Deeper Understanding
Why Binary Search Is More Than Arrays
The Three Search Space Types
When to Use Binary Search
Array is sorted (or rotated sorted)
Direct binary search on indices. For rotated array: check which half is sorted, then determine which half target is in.
"Find minimum X such that condition(X) is true"
Binary search on the answer space. Condition must be monotonic: once it becomes true, stays true. Check feasibility in O(n).
2D matrix where rows and columns are sorted
Map to 1D index: mid/n gives row, mid%n gives col. Run standard binary search on flattened view.
Need leftmost or rightmost occurrence
Use the "lo converges" variant: when found, don't return — set hi=mid (left) or lo=mid+1 (right) to keep searching.
Find peak in unimodal function / bitonic array
Climb the slope: if mid < mid+1, move right; else move left. Guaranteed to converge to a peak in O(log n).
Common Misconceptions
"Binary search only works on sorted arrays"
Wrong. Binary search works on any monotonic condition — sorted value spaces, feasibility checks, peak finding — even on unsorted value ranges.
"lo + (hi - lo) / 2 is the same as (lo + hi) / 2"
Not in C++. (lo + hi) overflows when both are large ints. Always use lo + (hi - lo) / 2 to be safe.
"The loop condition lo < hi vs lo <= hi doesn't matter"
Wrong. lo <= hi is for finding an exact value. lo < hi is for converging on leftmost/rightmost. Off-by-one errors here cause infinite loops.
Follow-Up Problems to Push Deeper
#34 Find First and Last Position (Medium)

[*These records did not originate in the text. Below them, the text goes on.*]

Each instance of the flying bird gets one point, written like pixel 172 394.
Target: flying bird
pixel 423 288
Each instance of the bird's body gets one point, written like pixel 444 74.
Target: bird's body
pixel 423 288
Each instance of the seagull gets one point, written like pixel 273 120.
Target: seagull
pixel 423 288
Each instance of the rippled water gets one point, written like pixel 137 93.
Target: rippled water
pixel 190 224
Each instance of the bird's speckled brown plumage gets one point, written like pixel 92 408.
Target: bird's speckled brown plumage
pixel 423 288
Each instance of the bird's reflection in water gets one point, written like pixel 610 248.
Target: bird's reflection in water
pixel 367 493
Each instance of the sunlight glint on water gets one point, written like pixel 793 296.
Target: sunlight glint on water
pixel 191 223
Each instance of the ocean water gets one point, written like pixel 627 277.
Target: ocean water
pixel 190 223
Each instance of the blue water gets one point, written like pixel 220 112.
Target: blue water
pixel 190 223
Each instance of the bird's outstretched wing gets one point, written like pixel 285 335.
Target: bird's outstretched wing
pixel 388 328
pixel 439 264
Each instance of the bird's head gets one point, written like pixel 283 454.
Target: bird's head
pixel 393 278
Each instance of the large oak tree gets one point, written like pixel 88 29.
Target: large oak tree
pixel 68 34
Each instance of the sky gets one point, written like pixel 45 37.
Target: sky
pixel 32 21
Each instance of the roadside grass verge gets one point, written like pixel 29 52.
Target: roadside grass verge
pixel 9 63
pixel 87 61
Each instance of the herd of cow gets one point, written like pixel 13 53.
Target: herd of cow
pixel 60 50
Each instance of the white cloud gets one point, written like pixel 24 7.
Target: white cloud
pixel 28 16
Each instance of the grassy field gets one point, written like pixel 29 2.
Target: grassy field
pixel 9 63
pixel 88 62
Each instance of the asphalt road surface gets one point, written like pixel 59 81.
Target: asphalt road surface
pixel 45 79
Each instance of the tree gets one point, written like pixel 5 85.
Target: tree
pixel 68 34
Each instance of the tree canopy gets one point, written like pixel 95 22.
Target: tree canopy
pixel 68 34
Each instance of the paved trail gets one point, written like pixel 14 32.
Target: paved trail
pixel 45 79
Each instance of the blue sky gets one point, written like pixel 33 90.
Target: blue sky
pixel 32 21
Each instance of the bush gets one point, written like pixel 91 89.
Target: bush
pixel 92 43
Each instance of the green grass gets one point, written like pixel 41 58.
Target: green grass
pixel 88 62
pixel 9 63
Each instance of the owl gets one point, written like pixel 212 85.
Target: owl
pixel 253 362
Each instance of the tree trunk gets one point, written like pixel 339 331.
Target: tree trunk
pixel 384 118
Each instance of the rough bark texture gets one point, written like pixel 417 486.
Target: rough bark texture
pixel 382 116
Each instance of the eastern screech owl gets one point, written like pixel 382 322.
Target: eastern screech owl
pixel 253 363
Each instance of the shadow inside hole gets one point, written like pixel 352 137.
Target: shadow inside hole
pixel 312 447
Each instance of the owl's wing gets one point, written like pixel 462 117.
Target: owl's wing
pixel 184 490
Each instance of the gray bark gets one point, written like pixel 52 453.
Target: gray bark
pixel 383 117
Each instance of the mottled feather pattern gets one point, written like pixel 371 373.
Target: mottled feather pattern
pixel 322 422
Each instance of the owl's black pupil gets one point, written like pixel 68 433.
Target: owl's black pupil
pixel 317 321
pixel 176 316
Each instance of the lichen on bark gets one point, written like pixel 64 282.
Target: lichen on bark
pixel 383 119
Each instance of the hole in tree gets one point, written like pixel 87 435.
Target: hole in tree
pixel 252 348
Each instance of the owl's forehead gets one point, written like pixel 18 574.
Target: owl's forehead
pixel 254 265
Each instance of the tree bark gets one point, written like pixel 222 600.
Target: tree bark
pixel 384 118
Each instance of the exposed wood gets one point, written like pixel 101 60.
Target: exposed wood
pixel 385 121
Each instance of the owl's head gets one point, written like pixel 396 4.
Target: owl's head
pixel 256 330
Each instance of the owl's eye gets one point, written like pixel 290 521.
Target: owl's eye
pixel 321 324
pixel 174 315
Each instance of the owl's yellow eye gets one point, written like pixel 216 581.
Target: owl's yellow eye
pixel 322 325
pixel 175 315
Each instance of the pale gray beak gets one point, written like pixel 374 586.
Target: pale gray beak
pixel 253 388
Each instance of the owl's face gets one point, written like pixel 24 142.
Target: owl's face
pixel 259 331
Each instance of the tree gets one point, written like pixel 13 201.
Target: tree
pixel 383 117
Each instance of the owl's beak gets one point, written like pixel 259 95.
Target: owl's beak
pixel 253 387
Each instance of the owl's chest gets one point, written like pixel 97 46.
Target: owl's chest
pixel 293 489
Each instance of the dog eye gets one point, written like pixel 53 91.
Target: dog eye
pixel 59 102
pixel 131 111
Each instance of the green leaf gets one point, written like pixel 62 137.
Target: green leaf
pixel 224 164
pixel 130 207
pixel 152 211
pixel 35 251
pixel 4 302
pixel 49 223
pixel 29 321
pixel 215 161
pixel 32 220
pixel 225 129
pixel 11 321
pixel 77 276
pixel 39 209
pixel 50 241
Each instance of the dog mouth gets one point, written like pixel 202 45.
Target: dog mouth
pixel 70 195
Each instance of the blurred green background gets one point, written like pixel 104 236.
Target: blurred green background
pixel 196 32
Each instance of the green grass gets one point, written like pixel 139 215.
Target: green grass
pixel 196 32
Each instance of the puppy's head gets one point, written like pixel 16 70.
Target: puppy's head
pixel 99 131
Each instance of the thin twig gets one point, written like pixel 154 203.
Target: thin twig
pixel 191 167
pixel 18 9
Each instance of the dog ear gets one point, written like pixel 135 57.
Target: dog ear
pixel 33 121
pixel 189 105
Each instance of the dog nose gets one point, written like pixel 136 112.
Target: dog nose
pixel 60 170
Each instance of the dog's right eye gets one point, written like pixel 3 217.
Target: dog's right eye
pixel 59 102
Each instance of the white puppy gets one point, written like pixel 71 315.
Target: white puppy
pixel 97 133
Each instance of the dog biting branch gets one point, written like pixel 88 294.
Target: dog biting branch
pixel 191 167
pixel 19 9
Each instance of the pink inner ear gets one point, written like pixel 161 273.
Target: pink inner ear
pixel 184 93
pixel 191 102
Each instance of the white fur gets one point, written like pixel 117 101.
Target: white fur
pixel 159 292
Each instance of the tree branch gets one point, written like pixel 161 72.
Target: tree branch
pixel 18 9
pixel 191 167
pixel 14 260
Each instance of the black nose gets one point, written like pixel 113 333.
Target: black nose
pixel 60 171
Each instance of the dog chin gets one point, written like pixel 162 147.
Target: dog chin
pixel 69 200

Two binary searches: leftmost and rightmost occurrence. Good practice for the lo-converges variant.
#1011 Capacity to Ship Packages (Medium)
Binary search on answer: minimum ship capacity that ships all packages in D days. Classic feasibility check pattern.
#1283 Find the Smallest Divisor (Medium)
Binary search on divisor value with a threshold check. Identical pattern to Koko Eating Bananas — practice the template.